Attribution 4.0 (CC BY 4.0)https://creativecommons.org/licenses/by/4.0/
License information was derived automatically
Overview
Water companies in the UK are responsible for testing the quality of drinking water. This dataset contains the results of samples taken from the taps in domestic households to make sure they meet the standards set out by UK and European legislation. This data shows the location, date, and measured levels of determinands set out by the Drinking Water Inspectorate (DWI).
Key Definitions
Aggregation
Process involving summarizing or grouping data to obtain a single or reduced set of information, often for analysis or reporting purposes
Anonymisation
Anonymised data is a type of information sanitization in which data anonymisation tools encrypt or remove personally identifiable information from datasets for the purpose of preserving a data subject's privacy
Dataset
Structured and organized collection of related elements, often stored digitally, used for analysis and interpretation in various fields.
Determinand
A constituent or property of drinking water which can be determined or estimated.
DWI
Drinking Water Inspectorate, an organisation “providing independent reassurance that water supplies in England and Wales are safe and drinking water quality is acceptable to consumers.”
DWI Determinands
Constituents or properties that are tested for when evaluating a sample for its quality as per the guidance of the DWI. For this dataset, only determinands with “point of compliance” as “customer taps” are included.
Granularity
Data granularity is a measure of the level of detail in a data structure. In time-series data, for example, the granularity of measurement might be based on intervals of years, months, weeks, days, or hours
ID
Abbreviation for Identification that refers to any means of verifying the unique identifier assigned to each asset for the purposes of tracking, management, and maintenance.
LSOA
Lower-Level Super Output Area is made up of small geographic areas used for statistical and administrative purposes by the Office for National Statistics. It is designed to have homogeneous populations in terms of population size, making them suitable for statistical analysis and reporting.
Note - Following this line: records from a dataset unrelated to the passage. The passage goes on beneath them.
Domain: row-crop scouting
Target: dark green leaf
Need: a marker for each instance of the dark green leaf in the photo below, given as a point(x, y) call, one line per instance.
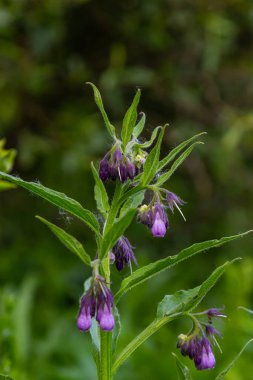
point(116, 330)
point(152, 161)
point(69, 241)
point(186, 300)
point(148, 143)
point(132, 202)
point(100, 193)
point(99, 103)
point(130, 119)
point(164, 177)
point(182, 370)
point(152, 269)
point(58, 199)
point(115, 232)
point(223, 373)
point(139, 126)
point(166, 160)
Each LSOA is built from groups of contiguous Output Areas with an average of about 1,500 residents or 650 households allowing for granular data collection useful for analysis, planning and policy- making while ensuring privacy.
ONS
Office for National Statistics
Open Data Triage
The process carried out by a Data Custodian to determine if there is any evidence of sensitivities associated with Data Assets, their associated Metadata and Software Scripts used to process Data Assets if they are used as Open Data. <
Sample
A sample is a representative segment or portion of water taken from a larger whole for the purpose of analysing or testing to ensure compliance with safety and quality standards.
Schema
Structure for organizing and handling data within a dataset, defining the attributes, their data types, and the relationships between different entities. It acts as a framework that ensures data integrity and consistency by specifying permissible data types and constraints for each attribute.
Units
Standard measurements used to quantify and compare different physical quantities.
Water Quality
The chemical, physical, biological, and radiological characteristics of water, typically in relation to its suitability for a specific purpose, such as drinking, swimming, or ecological health. It is determined by assessing a variety of parameters, including but not limited to pH, turbidity, microbial content, dissolved oxygen, presence of substances and temperature.
Data History
Data Origin
These samples were taken from customer taps. They were then analysed for water quality, and the results were uploaded to a database. This dataset is an extract from this database.
Data Triage Considerations
Granularity
Is it useful to share results as averages or individual?
We decided to share as individual results as the lowest level of granularity
Anonymisation
It is a requirement that this data cannot be used to identify a singular person or household. We discussed many options for aggregating the data to a specific geography to ensure this requirement is met. The following geographical aggregations were discussed:
<!--·
Water Supply Zone (WSZ) - Limits interoperability
with other datasets
<!--·
Postcode – Some postcodes contain very few
households and may not offer necessary anonymisation
<!--·
Postal Sector – Deemed not granular enough in
highly populated areas
<!--·
Rounded Co-ordinates – Not a recognised standard
and may cause overlapping areas
<!--·
MSOA – Deemed not granular enough
<!--·
LSOA – Agreed as a recognised standard appropriate
for England and Wales
<!--·
Data Zones – Agreed as a recognised standard
appropriate for Scotland
Data Specifications
Each dataset will cover a calendar year of samples
This dataset will be published annually
Historical datasets will be published as far back as 2016 from the introduction of of The Water Supply (Water Quality) Regulations 2016
The Determinands included in the dataset are as per the list that is required to be reported to the Drinking Water Inspectorate.
Context
Many UK water companies provide a search tool on their websites where you can search for water quality in your area by postcode. The results of the search may identify the water supply zone that supplies the postcode searched. Water supply zones are not linked to LSOAs which means the results may differ to this dataset
Some sample results are influenced by internal plumbing and may not be representative of drinking water quality in the wider area.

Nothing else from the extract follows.